Security situation awareness algorithm of network information transmission based on big data
In this section, after describing the characteristics of the dataset used in the research, the steps of the proposed method for secure information transfer in computer networks using big data processing techniques are explained.
Database
The present study, based on the CICIDS2017 dataset28, has been designed and implemented. Unlike most common datasets for network security purposes, this dataset describes instances in the form of network traffic flows. The inclusion of unprocessed traffic flows in this dataset has led to a highly realistic simulation of network performance in the real world. Thus, by designing and evaluating the proposed method based on the data provided in this dataset, we can ensure its performance accuracy in real-world scenarios.
In addition to simulating real-world conditions, the strengths of this dataset lie in its diverse coverage of communication protocols and the inclusion of a wide range of new security threats and attacks in computer networks, making it a suitable choice for the current research. The experimental network includes a wide range of devices such as routers, switches, firewalls, and modems, and user/attacker machines running operating systems such as Mac OS X, Ubuntu, and Windows. In this dataset, traffic flows are stored in PCAP format, and the activities of 25 users are covered based on protocols such as HTTP, HTTPS, FTP, SSH, and E-Mail. The traffic flows in this dataset were recorded over a 5-day period (from July 3, 2017, to July 7, 2017). The recorded flows on the first day include only normal (non-attack) traffic. The total number of normal instances in this dataset is 2,273,097. In the subsequent days, with the activation of a network of attackers consisting of 4 systems, various types of attack-related traffic flows were recorded. These attacks can be categorized as follows: Scan (158,930 instances, including Firewall Rule on and Firewall rules off), Bot (1,966 instances, including various Botnet ARES types), Heart-bleed (11 instances, including Heartbleed Port 444), Infiltrations (36 instances, including Dropbox download and Cool disk), DDoS (128,027 instances), and DoS (252,661 instances, including slowloris, Slowhttptest, Hulk, GoldenEye, and LOIT), Brute-Force (13,835 instances, including FTP-Patator and SSH-Patator), and Web-Based (2180 instances, including Web Attack – Brute Force, XSS, and SQL Injection). Further details of this dataset are elaborated in28.
Proposed methodology
Given the substantial volume of data described in the previous section, processing this data to form a robust detection model necessitates the utilization of big data processing techniques, which have been investigated in this study. This section focuses on explaining the process of analyzing network traffic flows for secure data transmission using machine learning techniques and big data processing. The proposed method includes the following key steps:
-
1.
Describing the features of traffic flows.
-
2.
Feature selection based on clustering and MI analysis.
-
3.
Distributed machine learning-based classification of traffic flows.
The computational stages of the proposed method are presented in Fig. 1.

Stages of the proposed approach.
As depicted in Fig. 1, the proposed framework comprises a combination of labeled traffic flow data (training set) and unlabeled data (test set), along with modules for feature construction, feature selection, and classification.

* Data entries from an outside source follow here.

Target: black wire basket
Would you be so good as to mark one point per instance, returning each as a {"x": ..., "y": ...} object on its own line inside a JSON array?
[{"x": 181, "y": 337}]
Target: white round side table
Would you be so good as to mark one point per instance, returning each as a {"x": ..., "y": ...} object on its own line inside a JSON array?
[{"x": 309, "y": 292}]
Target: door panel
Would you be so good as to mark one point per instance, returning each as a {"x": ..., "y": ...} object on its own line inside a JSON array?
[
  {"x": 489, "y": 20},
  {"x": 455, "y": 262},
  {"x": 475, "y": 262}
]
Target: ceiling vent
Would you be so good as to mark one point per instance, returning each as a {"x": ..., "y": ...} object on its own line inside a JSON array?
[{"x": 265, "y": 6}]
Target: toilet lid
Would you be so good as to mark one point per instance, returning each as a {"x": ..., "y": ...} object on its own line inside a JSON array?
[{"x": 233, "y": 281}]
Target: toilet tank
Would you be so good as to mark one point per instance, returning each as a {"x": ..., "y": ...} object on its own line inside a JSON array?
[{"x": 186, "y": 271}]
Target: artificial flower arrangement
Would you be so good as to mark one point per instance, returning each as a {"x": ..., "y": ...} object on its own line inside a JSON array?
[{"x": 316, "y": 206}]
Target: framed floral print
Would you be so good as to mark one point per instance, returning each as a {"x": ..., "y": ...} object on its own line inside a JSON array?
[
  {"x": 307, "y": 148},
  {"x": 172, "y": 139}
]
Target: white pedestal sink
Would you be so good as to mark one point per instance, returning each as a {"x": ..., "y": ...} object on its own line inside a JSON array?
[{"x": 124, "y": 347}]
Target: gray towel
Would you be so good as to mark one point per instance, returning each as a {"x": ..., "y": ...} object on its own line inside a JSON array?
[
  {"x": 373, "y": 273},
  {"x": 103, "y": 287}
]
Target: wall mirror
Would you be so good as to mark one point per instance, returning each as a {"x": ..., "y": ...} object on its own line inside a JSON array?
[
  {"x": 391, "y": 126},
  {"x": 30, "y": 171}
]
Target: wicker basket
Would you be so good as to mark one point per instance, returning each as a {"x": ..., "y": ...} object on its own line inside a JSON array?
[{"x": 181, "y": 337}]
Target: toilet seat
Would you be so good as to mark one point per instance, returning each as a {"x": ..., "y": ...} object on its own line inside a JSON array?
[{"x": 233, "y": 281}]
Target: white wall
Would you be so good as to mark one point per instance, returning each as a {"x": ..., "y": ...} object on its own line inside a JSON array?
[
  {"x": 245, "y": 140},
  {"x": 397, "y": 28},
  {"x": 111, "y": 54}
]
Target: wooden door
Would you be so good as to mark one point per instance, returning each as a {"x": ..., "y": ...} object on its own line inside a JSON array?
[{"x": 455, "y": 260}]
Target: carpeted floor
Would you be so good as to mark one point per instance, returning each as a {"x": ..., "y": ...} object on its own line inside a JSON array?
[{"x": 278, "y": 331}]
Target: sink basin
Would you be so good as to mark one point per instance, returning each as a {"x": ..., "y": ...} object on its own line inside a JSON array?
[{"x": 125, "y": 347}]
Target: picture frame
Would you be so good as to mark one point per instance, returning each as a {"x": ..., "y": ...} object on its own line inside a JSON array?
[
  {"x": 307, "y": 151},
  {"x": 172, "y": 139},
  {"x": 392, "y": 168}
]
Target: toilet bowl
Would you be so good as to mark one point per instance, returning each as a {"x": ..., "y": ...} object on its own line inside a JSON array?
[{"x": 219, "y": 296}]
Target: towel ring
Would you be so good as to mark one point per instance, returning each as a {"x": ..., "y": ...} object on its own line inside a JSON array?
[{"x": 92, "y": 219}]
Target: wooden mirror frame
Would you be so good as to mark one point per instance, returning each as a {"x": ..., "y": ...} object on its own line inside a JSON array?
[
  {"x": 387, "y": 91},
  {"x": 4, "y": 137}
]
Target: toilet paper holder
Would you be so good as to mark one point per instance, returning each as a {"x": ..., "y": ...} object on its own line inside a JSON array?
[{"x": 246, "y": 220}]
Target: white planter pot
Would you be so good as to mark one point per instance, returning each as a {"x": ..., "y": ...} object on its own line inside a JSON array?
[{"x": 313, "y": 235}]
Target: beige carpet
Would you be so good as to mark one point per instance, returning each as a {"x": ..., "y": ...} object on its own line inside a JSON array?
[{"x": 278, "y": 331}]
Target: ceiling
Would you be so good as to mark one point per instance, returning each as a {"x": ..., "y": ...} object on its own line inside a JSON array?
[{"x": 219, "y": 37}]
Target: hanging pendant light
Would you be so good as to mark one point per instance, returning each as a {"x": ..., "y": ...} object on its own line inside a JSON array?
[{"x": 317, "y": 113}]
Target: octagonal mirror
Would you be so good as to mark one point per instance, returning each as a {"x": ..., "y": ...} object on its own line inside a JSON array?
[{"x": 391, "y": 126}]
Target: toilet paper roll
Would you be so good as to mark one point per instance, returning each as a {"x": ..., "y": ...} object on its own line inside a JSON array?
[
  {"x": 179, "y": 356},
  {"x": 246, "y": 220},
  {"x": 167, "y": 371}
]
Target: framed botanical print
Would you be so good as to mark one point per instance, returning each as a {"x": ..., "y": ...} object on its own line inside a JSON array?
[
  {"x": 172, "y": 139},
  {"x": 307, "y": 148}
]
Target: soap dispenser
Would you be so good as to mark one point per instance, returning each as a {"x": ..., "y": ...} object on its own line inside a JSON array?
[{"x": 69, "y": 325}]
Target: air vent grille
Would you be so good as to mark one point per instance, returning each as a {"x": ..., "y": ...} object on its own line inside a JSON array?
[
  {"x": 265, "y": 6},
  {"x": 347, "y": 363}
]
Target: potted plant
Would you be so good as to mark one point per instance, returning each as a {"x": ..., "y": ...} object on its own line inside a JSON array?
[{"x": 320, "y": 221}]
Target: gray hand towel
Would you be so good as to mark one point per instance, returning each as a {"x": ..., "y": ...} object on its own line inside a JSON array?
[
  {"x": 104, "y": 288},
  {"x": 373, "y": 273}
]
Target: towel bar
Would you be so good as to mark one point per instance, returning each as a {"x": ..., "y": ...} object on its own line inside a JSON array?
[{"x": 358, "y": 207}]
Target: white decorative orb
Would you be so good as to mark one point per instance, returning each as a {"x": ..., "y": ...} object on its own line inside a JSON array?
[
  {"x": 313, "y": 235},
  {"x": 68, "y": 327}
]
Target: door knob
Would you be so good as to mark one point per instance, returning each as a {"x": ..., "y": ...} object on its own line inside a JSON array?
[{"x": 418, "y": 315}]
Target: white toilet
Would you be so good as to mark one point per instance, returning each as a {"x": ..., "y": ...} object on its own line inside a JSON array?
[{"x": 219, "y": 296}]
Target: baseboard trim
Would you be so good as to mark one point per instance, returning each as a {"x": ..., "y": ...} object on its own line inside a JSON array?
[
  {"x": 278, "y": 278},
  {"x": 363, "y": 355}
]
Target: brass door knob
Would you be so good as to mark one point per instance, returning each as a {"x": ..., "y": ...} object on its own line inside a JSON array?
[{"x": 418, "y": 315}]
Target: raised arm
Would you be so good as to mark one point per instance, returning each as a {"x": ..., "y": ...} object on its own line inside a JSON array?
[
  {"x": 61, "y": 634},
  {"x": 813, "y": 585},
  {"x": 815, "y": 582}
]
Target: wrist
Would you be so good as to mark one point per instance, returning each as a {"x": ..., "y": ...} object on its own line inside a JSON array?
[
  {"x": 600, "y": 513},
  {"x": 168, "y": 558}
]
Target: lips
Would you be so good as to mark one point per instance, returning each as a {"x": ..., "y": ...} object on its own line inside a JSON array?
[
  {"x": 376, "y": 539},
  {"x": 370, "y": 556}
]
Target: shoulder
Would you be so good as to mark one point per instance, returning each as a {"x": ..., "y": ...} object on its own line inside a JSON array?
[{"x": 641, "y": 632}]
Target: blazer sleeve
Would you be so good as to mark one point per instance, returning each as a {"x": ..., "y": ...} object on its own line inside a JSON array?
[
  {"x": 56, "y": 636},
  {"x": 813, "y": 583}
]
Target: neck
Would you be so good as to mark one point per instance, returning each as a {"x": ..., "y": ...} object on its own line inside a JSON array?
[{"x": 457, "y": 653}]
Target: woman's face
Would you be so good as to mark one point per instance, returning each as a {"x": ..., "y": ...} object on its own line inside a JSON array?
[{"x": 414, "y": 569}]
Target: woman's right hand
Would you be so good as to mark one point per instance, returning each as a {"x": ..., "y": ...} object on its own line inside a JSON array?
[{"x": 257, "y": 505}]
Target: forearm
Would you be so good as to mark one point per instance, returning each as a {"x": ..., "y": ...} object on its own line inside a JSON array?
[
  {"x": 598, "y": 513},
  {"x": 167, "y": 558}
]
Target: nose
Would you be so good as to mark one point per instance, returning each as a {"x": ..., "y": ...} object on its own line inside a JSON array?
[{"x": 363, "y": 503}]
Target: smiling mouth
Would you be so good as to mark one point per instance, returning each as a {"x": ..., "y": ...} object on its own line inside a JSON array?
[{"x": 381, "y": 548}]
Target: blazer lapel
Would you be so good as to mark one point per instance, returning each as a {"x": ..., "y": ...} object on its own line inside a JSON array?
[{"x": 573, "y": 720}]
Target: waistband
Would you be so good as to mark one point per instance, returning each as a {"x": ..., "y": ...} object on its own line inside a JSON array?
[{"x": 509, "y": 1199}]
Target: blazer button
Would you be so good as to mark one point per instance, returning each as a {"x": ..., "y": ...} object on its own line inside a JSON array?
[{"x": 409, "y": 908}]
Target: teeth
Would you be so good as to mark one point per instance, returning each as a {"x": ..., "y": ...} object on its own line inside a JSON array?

In the first stage, each database instance is described by a feature vector composed of statistical features extracted from its traffic flow. Following the description of network traffic flow features through statistical and relational features, a feature selection strategy based on clustering is employed to reduce the dimensionality of the data. The goal of this step is to eliminate features unrelated to security threats in network flows, thereby enhancing detection accuracy while reducing hardware requirements for processing big data. To achieve this, in the feature selection step, the indicators extracted from traffic flows are first clustered using the Distributed KMeans algorithm (D-Kmeans). After this process, the data features are organized into clusters.
Next, MI is utilized to rank the indicators based on their relationship with the target variable. Subsequently, an iterative approach is employed to determine the set of relevant indicators based on the MI values for each category. The outcome of this process is a subset of descriptive traffic flow indicators that provide the highest level of useful information regarding security threats in the flow. In the third step of the proposed method, the selected indicators are used for classifying traffic flows. For this purpose, a D-KNN model is employed. This model can achieve high detection accuracy while meeting computational requirements for processing big data. After training the D-KNN model based on the training instances, it will be used to detect security threats in new traffic flows.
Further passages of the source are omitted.